'Blot up as much water as you can. Ram it into the bottom corners.'

Nora pushed the towel around the inside of the bag, and Dart bent over the tub to rinse the towel she had used on the floor under hot water, rub soap into it, and begin washing the cleaver.

'You memorize everything you read, and you never forget it?'

He sighed and leaned against the tub. 'I told you. I don't memorize anything. Once I read a page, it stays in there all by itself. If I want to see it, I just look at it, like a photograph. All those books I had to read for my old ladies, I could recite backwards if I wanted to. Let me feel that.'

He swiped his fingers on her towel and ran them across the lining of the bag. 'Wad toilet paper down in there. Would you like to hear the complete backwards Pride and Prejudice? Austen Jane by? Almost as bad as the forward version.'

Nora stuffed toilet paper into the corners of the bag and began ripping pages out of Night Journey.

Dart ran the cleaver under hot water and soaped it again. 'How do you think I got through law school? Name a case, I could quote the whole damn thing. If that was all you had to do, I'd have made straight A's.'

'That's amazing.' She plastered the first pages against the sodden silk lining.

'You'll never know how relieved I was when I got assigned someone like Marjorie West. Seventy-two years old, rich as the queen of England, never read a book in her life. Four dead husbands and never happier than when talking about sex. Ideal woman.'

Nora had met Marjorie West, whose Mount Avenue house was even grander than the Poplars. She was herself a structure on the grand scale, though much reconstructed, especially about the face. Nora found that she did not wish to think about Marjorie West's relationship with Dick Dart. These days, Marjorie West probably did not want to think too much about it, either. Nora tore another twenty pages out of Night Journey. 'So you could quote from this book, too.'

'You heard me quote from that book.' He placed the cleaver on the rug and addressed the carving knife.

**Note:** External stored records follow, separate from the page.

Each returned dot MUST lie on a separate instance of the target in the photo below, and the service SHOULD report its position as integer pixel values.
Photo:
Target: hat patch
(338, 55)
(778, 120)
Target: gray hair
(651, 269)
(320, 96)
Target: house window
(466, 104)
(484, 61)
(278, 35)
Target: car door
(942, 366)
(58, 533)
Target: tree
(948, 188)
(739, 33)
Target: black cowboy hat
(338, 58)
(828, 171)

'Tell me about that massy vault, the one that's bigger on the inside than on the outside.'

'You have the book right in front of you.'

'I can't read in this light. What does the vault look like?'

Dart grimaced at the amount of mud still clinging to the knife. 'What does it look like on the outside? I'll have to give you the whole sentence so you get the atmosphere. 'With many a fearsome and ferocious glance, many a painful jab about the ribs, many an adjustment of her enormous hat, Madame Lyno-Wyno Ware led Pippin through the corridors of her spider-haunted mansion to a portal bearing the words MOST PRIVATE, thence into a chamber of gloomy aspect and to another such door marked MOST MOST PRIVATE, into a far gloomier chamber and a door marked MOST MOST MOST PRIVATELY PRIVATE, which creaked open upon the gloomiest of all the chambers, and therein extended her gaudy arm to signify, concealed beneath a tattered sofa, a homely leaden strongbox no more than a foot high.' That's all, 'homely leaden strongbox no more than a foot high.' From there on, it's about Pippin's disappointment, that little thing can't be the famous massy vault, but the boy bites the bullet and forges ahead, says the right words, and it all turns out all right, kind of.'

He rinsed the carving knife, brought it near his eyes for inspection, and rubbed the soapy cloth into the crevices around the hilt.

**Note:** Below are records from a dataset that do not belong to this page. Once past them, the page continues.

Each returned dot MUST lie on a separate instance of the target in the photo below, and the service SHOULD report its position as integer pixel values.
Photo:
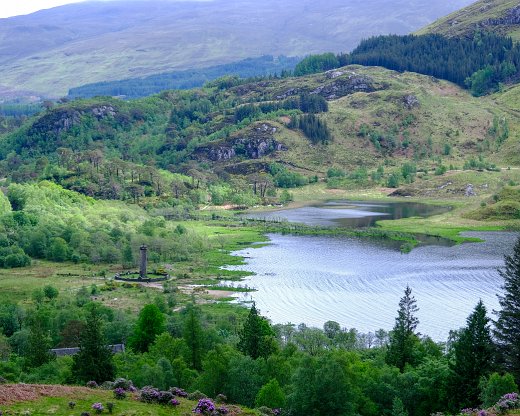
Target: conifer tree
(257, 336)
(473, 354)
(507, 326)
(38, 352)
(192, 334)
(94, 359)
(403, 337)
(149, 325)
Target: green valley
(98, 195)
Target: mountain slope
(498, 16)
(54, 50)
(375, 116)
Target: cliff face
(62, 120)
(257, 142)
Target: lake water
(358, 282)
(351, 213)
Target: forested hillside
(143, 87)
(114, 149)
(54, 50)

'The golden key brings him to Madame Lyno-Wyno Ware?'

'Lie? No. Why, nowhere.' Dart picked up his glass with a dripping hand and finished the vodka. 'The truth is all-important, can't lie to Mrs Lyno-Wyno Ware, nope.' Twitching with impatience, he watched her stuff paper into the bag. 'That'll do. Scamper into the: kitchen and get me a refill.'

When she returned. Dart took a mouthful, set down the glass, and meticulously dried the knives. A hard red flush darkened his cheek-bones. 'Clean the mess out of the tub. Work fast, I have a lot to do, must prepare for the arrival of sweet Marian.'

Nora knelt in front of the bathtub. A few dimes and quarters glinted in the slow-moving brown liquid. The thunder of rainfall on the roof suddenly doubled. The window over the tub bulged inward for a second, and the entire cottage quivered.

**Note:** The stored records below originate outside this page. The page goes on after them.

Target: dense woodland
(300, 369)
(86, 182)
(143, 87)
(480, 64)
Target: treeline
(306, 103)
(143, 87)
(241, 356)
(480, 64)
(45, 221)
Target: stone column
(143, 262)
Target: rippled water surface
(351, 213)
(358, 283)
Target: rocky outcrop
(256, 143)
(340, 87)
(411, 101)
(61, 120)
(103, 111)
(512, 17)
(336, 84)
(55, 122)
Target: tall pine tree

Nora came out of the bathroom. Dart was staring at the ceiling. 'Thought the whole thing was going to come down. Put the bag on the table and bring me the rope. Hardly need the tape, wouldn't you agree?'

She placed the bag on the table. 'Coat.' Dart removed his tie and draped it over a shoulder of the suit. Nora unsnapped the slicker, put it on the hook, and, her heart beating in time to the drumfire on the roof, carried the rope toward him. 'Slight possibility I may have overdone the vodka, but all is well.' He concentrated on arranging his shirt on a hanger.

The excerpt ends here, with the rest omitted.